Losses {'ner': 0.0006535927592013421}
Losses {'ner': 1.2728909784336284}
Losses {'ner': 19.234741273561404}




Losses {'ner': 19.234819016233278}
Losses {'ner': 5.920956446019839}
Losses {'ner': 5.92096343075455}
Losses {'ner': 2.961780950514288}
Losses {'ner': 2.9617810814022745}
Losses {'ner': 1.3283611132283022e-09}
Losses {'ner': 3.793948932436468}
Losses {'ner': 0.0007439994851964275}
Losses {'ner': 1.354505801537168}
Losses {'ner': 0.0003145630991667814}
Losses {'ner': 1.3460260736468397}
Losses {'ner': 3.322381851598655e-07}
Losses {'ner': 0.9070113753810878}
Losses {'ner': 0.4309020247381171}
Losses {'ner': 0.43092953154817254}
Losses {'ner': 1.694827023568131}
Losses {'ner': 1.6981200102628475}
Losses {'ner': 0.27591652550804635}
Losses {'ner': 0.27660825126305166}
Losses {'ner': 7.222739803670015e-07}
Losses {'ner': 0.002118568362661769}
Losses {'ner': 0.0004506372694007022}
Losses {'ner': 0.4953172382733111}
Losses {'ner': 4.389336957745914e-09}
Losses {'ner': 1.1029082841880111}
Losses {'ner': 1.1357048622013453}
Losses {'ner': 1.1357056658310527}
Losses {'ner': 0.002487787426997685

# Predict on new texts the model has not seen

Our NER's training is now complete. We can now see if the NER is functioning as planned.

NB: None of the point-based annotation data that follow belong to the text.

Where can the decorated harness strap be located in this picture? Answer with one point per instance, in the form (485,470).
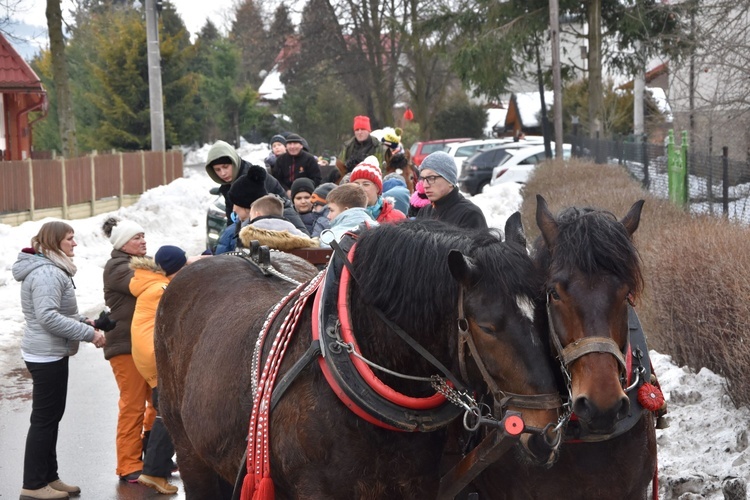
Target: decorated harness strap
(258,484)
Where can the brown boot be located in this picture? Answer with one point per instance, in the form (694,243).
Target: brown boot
(58,485)
(160,484)
(45,493)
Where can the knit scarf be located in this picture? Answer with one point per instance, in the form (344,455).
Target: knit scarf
(374,210)
(62,261)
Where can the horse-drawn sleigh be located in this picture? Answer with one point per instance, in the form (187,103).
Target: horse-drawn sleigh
(356,389)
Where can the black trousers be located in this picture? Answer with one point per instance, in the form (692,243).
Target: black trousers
(158,460)
(50,392)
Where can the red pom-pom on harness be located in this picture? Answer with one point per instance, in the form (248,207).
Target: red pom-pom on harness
(650,397)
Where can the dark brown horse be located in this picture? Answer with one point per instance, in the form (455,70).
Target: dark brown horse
(409,274)
(593,276)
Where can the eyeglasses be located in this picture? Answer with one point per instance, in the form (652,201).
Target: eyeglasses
(430,179)
(364,184)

We'll need more examples and try again if it doesn't meet our expectations.


In [292]:
# Testing the model
text = list()
label = []
for i in range(0,len(survey_responses)):
    default_entities = nlp(survey_responses.iloc[i,1])
    for ent in default_entities.ents:
        text.append(ent.text)
        label.append(ent.label_)


In [295]:
Output = pd.DataFrame({'Text':text,'Label':label})
Output

Unnamed: 0,Text,Label
0,Fear the walking dead,Movie_Show_Titles
1,Supernatural,Movie_Show_Titles
2,Outlander,Movie_Show_Titles
3,Vikings,Movie_Show_Titles
4,Sometimes,Movie_Show_Titles
5,Vikings,Movie_Show_Titles


The output above demonstrates that the model is not bad and has accurately spotted the titles, but not all of them. As a result, we must train the model with more examples in order to extract more data from the survey.